A few seconds later, it got its act together and ran away.
"Hey, it's not corrupted any more!" said ghaskan.
"Well, I guess that's ONE way to stop the virus." replied cmd84.

The two headed to Jubilife city, "because there's nothing to do in Sandgem town," ghaskan explained.

Stay tuned and don't forget, contructive critisism is welcome!
 
I agree that it's way too rushed. Slow down a bit and add more detail! Talk about the menace the Bidoof displayed (that sentence sounded wrong), the fear they felt, and the atmosphere of the scene. You could describe the scene where the Razor Leaf struck like:
As Twiggy launched a plethora of razor-sharp leaves, it was all Bidoof could do but stare wide-eyed at the incoming wave. The leaves thudded into him, and his cry of pain showed that the blow had substantially weakened it.

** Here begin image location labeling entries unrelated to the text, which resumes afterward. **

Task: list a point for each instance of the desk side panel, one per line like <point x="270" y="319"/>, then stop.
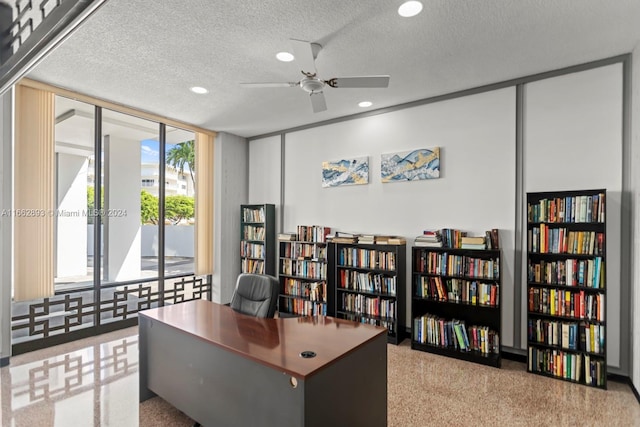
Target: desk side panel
<point x="214" y="386"/>
<point x="351" y="391"/>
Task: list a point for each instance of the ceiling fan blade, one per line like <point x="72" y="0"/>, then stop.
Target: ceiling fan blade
<point x="364" y="81"/>
<point x="303" y="52"/>
<point x="289" y="84"/>
<point x="318" y="102"/>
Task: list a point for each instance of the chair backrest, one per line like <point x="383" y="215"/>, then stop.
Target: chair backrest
<point x="256" y="295"/>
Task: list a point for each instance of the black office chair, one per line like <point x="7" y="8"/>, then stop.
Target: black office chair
<point x="255" y="295"/>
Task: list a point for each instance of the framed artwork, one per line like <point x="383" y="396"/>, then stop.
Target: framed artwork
<point x="423" y="163"/>
<point x="345" y="172"/>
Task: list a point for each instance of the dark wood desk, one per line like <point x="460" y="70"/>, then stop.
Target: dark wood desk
<point x="223" y="368"/>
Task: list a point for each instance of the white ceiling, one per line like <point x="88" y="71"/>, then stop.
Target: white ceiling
<point x="148" y="53"/>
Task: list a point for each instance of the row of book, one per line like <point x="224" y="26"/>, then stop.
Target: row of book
<point x="314" y="291"/>
<point x="303" y="250"/>
<point x="547" y="240"/>
<point x="456" y="265"/>
<point x="251" y="232"/>
<point x="367" y="258"/>
<point x="252" y="266"/>
<point x="381" y="239"/>
<point x="367" y="282"/>
<point x="253" y="250"/>
<point x="390" y="325"/>
<point x="436" y="331"/>
<point x="367" y="239"/>
<point x="452" y="238"/>
<point x="371" y="306"/>
<point x="579" y="336"/>
<point x="569" y="272"/>
<point x="302" y="307"/>
<point x="304" y="268"/>
<point x="253" y="215"/>
<point x="584" y="368"/>
<point x="568" y="209"/>
<point x="457" y="290"/>
<point x="313" y="233"/>
<point x="565" y="303"/>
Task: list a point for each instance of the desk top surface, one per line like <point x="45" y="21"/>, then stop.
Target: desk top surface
<point x="273" y="342"/>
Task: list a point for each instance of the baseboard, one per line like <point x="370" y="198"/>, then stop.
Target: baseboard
<point x="634" y="389"/>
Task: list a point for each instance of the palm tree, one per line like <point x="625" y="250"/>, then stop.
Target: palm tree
<point x="181" y="154"/>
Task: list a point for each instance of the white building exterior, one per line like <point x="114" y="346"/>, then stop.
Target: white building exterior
<point x="176" y="183"/>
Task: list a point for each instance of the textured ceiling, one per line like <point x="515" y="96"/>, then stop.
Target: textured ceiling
<point x="148" y="53"/>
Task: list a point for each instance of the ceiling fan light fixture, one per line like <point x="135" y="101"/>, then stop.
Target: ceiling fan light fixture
<point x="409" y="9"/>
<point x="199" y="90"/>
<point x="284" y="56"/>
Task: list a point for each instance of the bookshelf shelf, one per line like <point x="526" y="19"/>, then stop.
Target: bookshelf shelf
<point x="367" y="316"/>
<point x="469" y="305"/>
<point x="369" y="281"/>
<point x="564" y="287"/>
<point x="490" y="359"/>
<point x="571" y="318"/>
<point x="566" y="320"/>
<point x="455" y="303"/>
<point x="258" y="239"/>
<point x="373" y="294"/>
<point x="302" y="272"/>
<point x="568" y="350"/>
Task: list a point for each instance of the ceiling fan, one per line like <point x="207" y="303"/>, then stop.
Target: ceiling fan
<point x="305" y="54"/>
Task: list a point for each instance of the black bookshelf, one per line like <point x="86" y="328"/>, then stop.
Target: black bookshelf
<point x="455" y="303"/>
<point x="258" y="239"/>
<point x="369" y="282"/>
<point x="566" y="286"/>
<point x="302" y="272"/>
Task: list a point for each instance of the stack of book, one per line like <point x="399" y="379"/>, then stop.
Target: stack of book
<point x="451" y="238"/>
<point x="428" y="238"/>
<point x="368" y="239"/>
<point x="391" y="240"/>
<point x="342" y="237"/>
<point x="287" y="237"/>
<point x="473" y="243"/>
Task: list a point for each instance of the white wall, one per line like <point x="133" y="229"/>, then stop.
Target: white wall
<point x="178" y="240"/>
<point x="122" y="201"/>
<point x="231" y="155"/>
<point x="635" y="188"/>
<point x="6" y="266"/>
<point x="475" y="191"/>
<point x="573" y="141"/>
<point x="71" y="238"/>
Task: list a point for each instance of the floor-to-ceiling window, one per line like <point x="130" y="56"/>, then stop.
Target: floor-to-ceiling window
<point x="121" y="219"/>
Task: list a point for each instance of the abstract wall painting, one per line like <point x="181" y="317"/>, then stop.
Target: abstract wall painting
<point x="345" y="172"/>
<point x="412" y="165"/>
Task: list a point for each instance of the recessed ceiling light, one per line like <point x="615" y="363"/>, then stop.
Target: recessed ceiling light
<point x="410" y="8"/>
<point x="284" y="56"/>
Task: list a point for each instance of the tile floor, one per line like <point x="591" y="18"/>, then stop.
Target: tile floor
<point x="94" y="382"/>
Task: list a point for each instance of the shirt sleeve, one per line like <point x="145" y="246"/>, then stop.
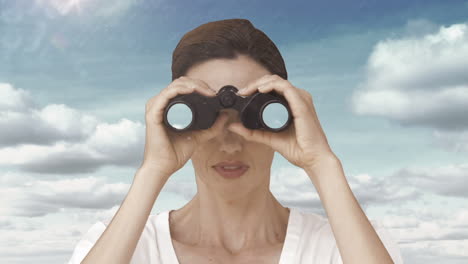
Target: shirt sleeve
<point x="85" y="244"/>
<point x="387" y="239"/>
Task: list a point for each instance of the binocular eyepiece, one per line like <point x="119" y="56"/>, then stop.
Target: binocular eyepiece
<point x="267" y="111"/>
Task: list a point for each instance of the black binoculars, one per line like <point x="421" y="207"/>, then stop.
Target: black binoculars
<point x="267" y="111"/>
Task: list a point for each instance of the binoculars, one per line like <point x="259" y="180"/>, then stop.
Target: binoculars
<point x="267" y="111"/>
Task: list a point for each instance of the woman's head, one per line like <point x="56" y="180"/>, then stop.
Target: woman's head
<point x="220" y="53"/>
<point x="225" y="39"/>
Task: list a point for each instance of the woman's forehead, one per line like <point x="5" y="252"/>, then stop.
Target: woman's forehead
<point x="217" y="73"/>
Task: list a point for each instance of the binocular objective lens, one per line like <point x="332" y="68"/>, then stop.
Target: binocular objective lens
<point x="179" y="116"/>
<point x="275" y="115"/>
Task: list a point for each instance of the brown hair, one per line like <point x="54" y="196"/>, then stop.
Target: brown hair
<point x="226" y="39"/>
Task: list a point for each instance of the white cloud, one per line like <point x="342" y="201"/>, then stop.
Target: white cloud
<point x="449" y="180"/>
<point x="88" y="7"/>
<point x="59" y="139"/>
<point x="27" y="196"/>
<point x="418" y="81"/>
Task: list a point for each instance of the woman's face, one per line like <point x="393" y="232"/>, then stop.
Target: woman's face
<point x="228" y="145"/>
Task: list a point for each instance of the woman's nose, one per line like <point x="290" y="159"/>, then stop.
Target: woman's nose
<point x="230" y="141"/>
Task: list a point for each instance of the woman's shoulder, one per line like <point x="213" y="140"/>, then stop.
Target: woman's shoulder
<point x="147" y="246"/>
<point x="318" y="243"/>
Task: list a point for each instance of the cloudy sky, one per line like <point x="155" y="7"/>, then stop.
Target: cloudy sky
<point x="389" y="80"/>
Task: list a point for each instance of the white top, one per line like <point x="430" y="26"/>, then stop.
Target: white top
<point x="309" y="239"/>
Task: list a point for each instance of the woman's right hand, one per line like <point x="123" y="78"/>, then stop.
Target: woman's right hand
<point x="167" y="151"/>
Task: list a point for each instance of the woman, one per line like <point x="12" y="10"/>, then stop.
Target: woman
<point x="235" y="220"/>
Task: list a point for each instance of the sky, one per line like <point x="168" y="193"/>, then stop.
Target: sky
<point x="390" y="87"/>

Ok, it's not great, but you see how there's more description in there? Instead of just saying "That was a critical hit!" you show how the Bidoof was weakened greatly, and thus, let the reader make their own assumptions (kind of like the whole Pokemon Master thing).

I do like the idea! It shows quite a bit of originality, with the mission (I'm presuming) to stop the corruption. My advice would be to add a bit more detail and fix your grammar in the last few chapters. I'm sure this story will do quite well!